Most of the committee members chose MicroBee because the screen went on by itself when a phone call was received. Commodore did not have an answering machine. Then Zak made an answering machine software for the Commodore by a Cassette tape, when the TTY software was operated by a cartridge, but the committee has already voted MicroBee.

Shem Tov approved the distribution of the MicroBee computers to the Acha branches. Some members of Acha borrowed MicroBee by depositing guarantees for the sake of Acha. After distributing the MicroBees, malfunctions were detected when they were activated. MicroBee distributors did everything to fix the malfunctions, but were unsuccessful due to the model's structural weakness.

At the same time there was an increase in the IBM Personal Computers, but after Microbee there was little motivation of the Deaf people to use a TTY, even though Zak made a software in Hebrew for the IBM-PC and distributed it on a 5.25 inch disk. Telecommunications relay service had not been exist in Israel due to the lack of legislation, and began only in July 2009.

Ezer Levy, who was also a member of the TTY committee, was elected in 1989 as the chairman of Acha, after Shem Tov chose to resign voluntarily. After Levi's election as chairman, Levy decided to replace the TTY with fax, due to his will to communicate with the government and with the public services, and the TTY project collapsed.

== Haifa Branch ==
The Haifa branch of Acha fought for years to obtain a sport playground like in the Helen Keller house.
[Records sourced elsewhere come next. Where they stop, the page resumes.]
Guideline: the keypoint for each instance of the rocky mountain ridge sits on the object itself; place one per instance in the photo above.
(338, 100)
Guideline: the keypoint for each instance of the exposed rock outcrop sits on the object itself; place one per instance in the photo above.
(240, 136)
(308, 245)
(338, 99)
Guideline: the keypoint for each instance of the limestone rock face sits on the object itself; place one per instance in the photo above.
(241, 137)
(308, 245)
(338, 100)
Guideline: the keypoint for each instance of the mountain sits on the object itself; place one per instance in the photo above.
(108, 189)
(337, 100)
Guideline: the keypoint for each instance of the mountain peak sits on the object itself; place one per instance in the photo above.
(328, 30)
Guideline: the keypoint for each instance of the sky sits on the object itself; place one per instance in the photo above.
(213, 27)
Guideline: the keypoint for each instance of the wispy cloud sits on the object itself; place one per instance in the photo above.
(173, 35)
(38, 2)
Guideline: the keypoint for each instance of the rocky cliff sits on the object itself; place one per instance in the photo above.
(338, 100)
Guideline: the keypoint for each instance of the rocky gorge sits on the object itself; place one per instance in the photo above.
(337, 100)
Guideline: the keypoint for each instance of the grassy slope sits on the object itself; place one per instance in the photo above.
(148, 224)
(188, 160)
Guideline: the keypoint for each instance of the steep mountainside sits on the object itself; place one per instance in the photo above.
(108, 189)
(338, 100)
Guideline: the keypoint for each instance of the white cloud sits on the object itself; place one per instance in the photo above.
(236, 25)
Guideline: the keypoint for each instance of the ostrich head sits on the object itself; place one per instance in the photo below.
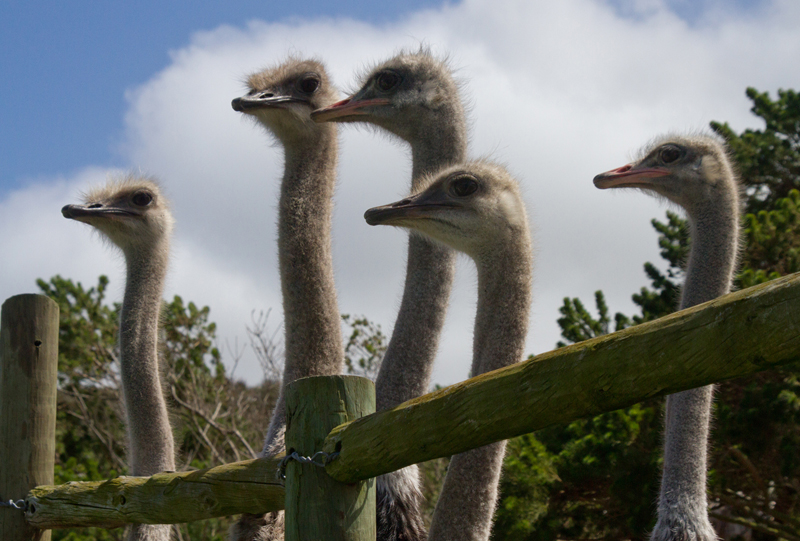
(409, 93)
(282, 98)
(474, 207)
(687, 170)
(131, 212)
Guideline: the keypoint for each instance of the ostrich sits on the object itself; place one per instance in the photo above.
(476, 209)
(281, 100)
(695, 173)
(134, 215)
(414, 97)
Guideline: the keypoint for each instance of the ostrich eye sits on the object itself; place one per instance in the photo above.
(387, 80)
(464, 186)
(142, 199)
(669, 154)
(309, 84)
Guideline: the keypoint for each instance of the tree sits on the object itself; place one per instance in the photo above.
(598, 478)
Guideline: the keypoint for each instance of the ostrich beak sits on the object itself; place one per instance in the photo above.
(341, 110)
(263, 100)
(629, 176)
(422, 205)
(84, 213)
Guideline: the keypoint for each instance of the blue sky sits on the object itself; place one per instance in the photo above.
(558, 91)
(66, 65)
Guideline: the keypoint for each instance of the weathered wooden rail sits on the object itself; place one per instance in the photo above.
(736, 335)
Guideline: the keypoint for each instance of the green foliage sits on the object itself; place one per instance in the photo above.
(598, 478)
(769, 159)
(365, 347)
(577, 324)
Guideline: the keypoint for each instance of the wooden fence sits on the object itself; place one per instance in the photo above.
(732, 336)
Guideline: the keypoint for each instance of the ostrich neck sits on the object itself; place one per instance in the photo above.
(683, 505)
(151, 444)
(467, 501)
(504, 299)
(311, 314)
(437, 147)
(712, 256)
(407, 364)
(312, 327)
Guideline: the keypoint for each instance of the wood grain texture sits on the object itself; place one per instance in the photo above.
(249, 486)
(28, 379)
(732, 336)
(318, 506)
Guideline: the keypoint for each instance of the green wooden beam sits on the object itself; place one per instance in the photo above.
(736, 335)
(732, 336)
(249, 486)
(317, 506)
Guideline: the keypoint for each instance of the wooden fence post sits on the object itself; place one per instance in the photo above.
(28, 379)
(319, 508)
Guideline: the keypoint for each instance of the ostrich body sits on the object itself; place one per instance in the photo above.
(281, 99)
(414, 97)
(476, 208)
(134, 215)
(695, 173)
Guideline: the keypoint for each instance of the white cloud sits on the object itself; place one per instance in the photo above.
(560, 91)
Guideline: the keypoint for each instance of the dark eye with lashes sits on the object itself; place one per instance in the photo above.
(669, 154)
(464, 186)
(309, 84)
(142, 199)
(387, 80)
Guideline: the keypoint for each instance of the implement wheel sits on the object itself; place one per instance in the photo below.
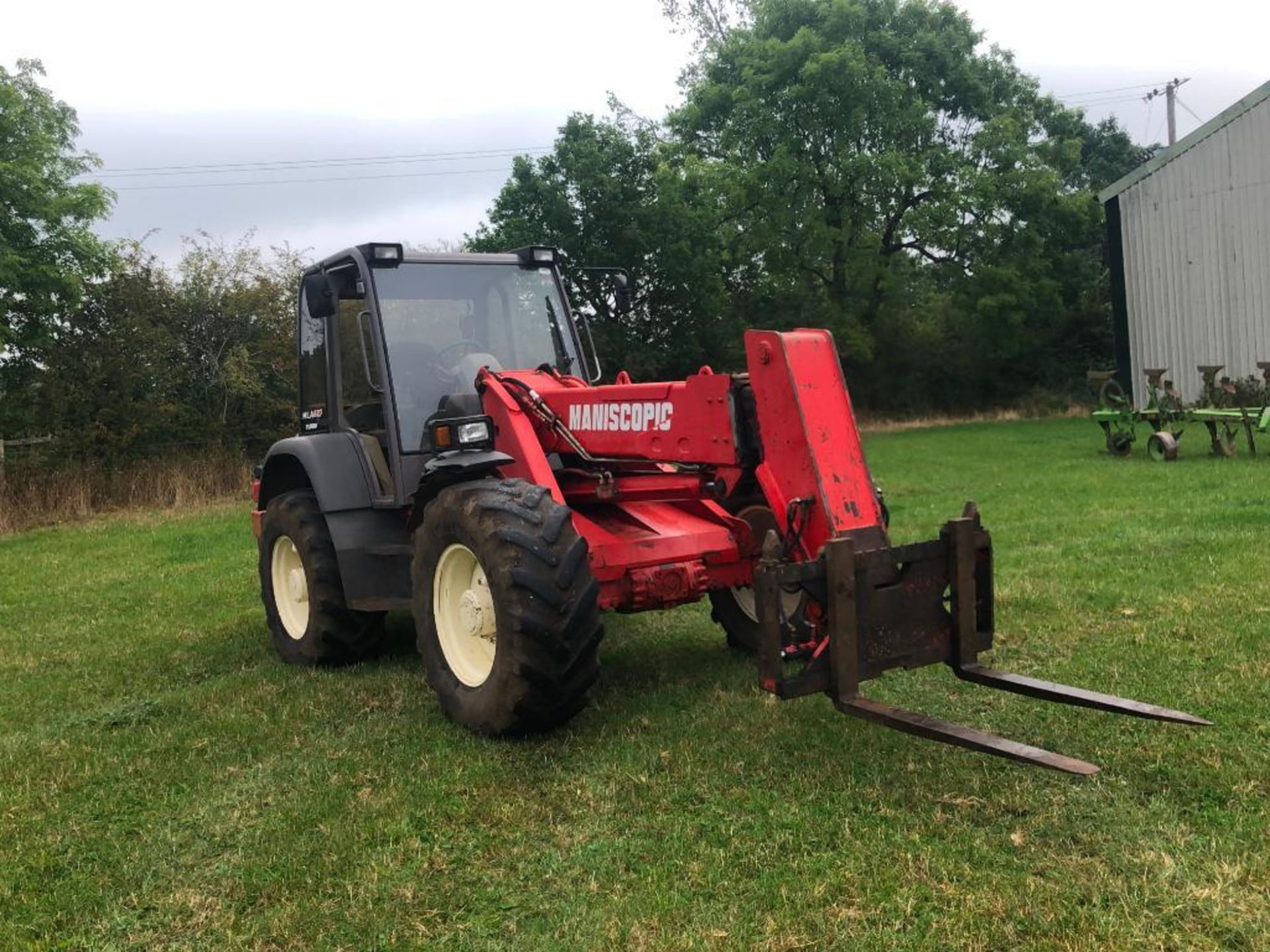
(1162, 447)
(506, 607)
(1224, 444)
(1119, 444)
(734, 608)
(302, 589)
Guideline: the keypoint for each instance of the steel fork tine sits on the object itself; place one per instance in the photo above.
(960, 735)
(1066, 695)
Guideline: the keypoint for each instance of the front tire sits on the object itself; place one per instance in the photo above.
(302, 589)
(506, 607)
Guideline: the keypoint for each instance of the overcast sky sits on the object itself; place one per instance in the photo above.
(460, 87)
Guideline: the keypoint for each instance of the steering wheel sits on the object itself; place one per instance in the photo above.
(446, 370)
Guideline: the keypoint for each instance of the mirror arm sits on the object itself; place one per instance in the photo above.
(597, 372)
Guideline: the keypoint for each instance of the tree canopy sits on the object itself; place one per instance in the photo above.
(864, 165)
(48, 247)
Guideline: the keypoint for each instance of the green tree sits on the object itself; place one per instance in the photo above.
(904, 187)
(609, 196)
(159, 362)
(48, 247)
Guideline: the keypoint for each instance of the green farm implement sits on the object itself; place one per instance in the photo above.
(1166, 415)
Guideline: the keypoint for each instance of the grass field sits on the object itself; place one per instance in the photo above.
(165, 782)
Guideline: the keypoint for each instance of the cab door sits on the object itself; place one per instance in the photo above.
(360, 393)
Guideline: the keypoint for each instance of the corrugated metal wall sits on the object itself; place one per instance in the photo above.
(1197, 257)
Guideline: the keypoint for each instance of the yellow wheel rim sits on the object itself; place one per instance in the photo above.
(290, 587)
(462, 610)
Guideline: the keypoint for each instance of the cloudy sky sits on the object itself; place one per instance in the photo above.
(328, 125)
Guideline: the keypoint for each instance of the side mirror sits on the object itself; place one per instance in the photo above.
(320, 296)
(622, 292)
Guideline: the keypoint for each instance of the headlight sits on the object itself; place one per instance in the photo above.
(461, 433)
(476, 432)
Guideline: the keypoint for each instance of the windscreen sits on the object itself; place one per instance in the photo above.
(436, 317)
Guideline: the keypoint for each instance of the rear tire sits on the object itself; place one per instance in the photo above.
(505, 547)
(302, 589)
(734, 608)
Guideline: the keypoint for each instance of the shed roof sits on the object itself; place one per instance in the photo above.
(1224, 118)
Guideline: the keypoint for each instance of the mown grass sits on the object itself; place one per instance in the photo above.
(165, 782)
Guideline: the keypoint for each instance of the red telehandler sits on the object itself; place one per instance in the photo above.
(456, 459)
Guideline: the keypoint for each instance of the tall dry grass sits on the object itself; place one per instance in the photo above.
(36, 495)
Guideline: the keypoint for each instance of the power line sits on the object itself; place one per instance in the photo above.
(1111, 100)
(1100, 92)
(299, 182)
(317, 163)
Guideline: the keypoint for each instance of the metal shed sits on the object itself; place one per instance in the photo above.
(1189, 244)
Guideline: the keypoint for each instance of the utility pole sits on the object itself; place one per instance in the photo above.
(1170, 95)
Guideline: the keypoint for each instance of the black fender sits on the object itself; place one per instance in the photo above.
(331, 463)
(446, 470)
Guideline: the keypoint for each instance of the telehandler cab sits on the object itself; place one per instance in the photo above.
(456, 457)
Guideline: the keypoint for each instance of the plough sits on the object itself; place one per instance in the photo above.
(1166, 415)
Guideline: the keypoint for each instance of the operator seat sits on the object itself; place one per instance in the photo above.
(469, 366)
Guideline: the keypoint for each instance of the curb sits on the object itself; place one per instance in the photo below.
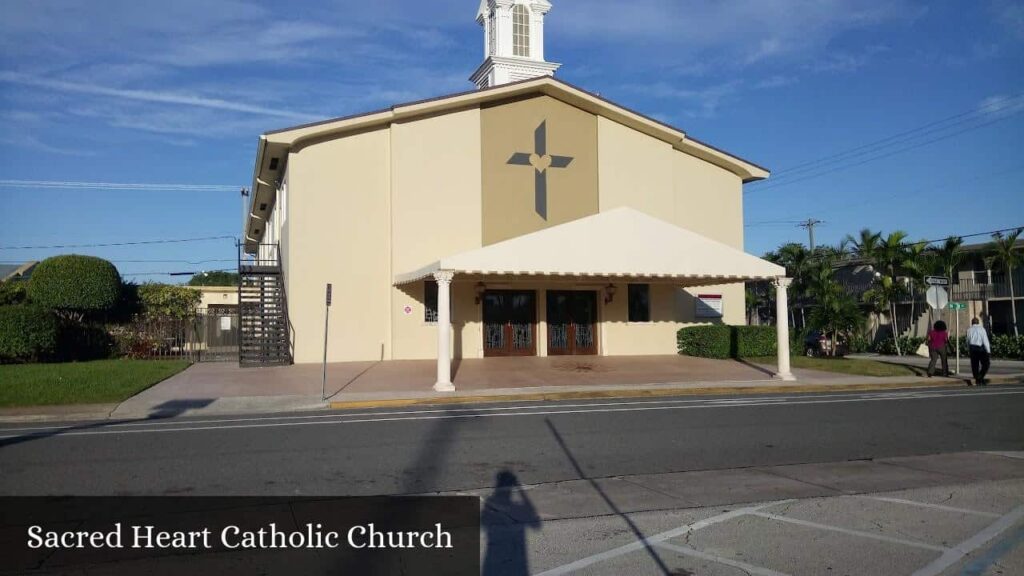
(656, 393)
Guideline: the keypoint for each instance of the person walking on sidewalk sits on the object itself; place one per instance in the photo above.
(938, 339)
(977, 341)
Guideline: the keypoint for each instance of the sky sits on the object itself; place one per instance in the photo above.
(883, 114)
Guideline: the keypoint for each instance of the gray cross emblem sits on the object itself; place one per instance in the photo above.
(541, 161)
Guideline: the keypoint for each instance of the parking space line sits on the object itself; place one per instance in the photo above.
(851, 532)
(748, 568)
(952, 556)
(655, 539)
(926, 505)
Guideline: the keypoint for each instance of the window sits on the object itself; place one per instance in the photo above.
(639, 302)
(430, 301)
(520, 31)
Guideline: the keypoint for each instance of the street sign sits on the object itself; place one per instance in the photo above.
(937, 297)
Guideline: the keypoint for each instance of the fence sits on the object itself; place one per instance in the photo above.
(210, 335)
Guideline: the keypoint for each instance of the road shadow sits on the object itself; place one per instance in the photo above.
(506, 516)
(169, 409)
(604, 496)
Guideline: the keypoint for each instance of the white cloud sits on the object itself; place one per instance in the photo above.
(150, 95)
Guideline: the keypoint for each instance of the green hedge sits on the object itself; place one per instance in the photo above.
(28, 333)
(75, 283)
(726, 341)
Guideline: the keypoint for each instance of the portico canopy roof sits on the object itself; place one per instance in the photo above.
(622, 242)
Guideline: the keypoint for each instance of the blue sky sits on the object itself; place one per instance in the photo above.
(177, 92)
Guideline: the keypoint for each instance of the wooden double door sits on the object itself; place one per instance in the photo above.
(509, 323)
(571, 322)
In 1983, the chairman of the Haifa branch consulted with Shem Tov, and got his approval to make the Burla house, the building of the Haifa branch in HaTzionut Avenue, for renting to a banquet hall, which was called "Nof HaCarmel", in order to collect funds for the construction of the playground. When the Burla house was under rent, the entrepreneur made a neon illuminated sign on the outer wall of the Burla house. Two Haifa delegates, Ron Giladi and David Suissa, raised the issue at the General Meeting of Acha in the early 1984. Due to the firm tone of their arguments, Shem-Tov informed the General Meeting that during his visit in the Burla house at Hanukkah party, which was held before the General Meeting, he got the impression that the illuminated sign was inappropriate, and ordered to remove it. After the cancellation of the contract, the entrepreneur sued the chairman of the Haifa branch by a civil lawsuit, the Haifa chairman filed a third-party notice against Shem Tov and Acha, and the suit ended with a compromise. Following the lack of confidence in the Acha General Meeting, the Haifa chairman resigned, and during the four years the Haifa branch ran without a chairman, until a new chairman was elected.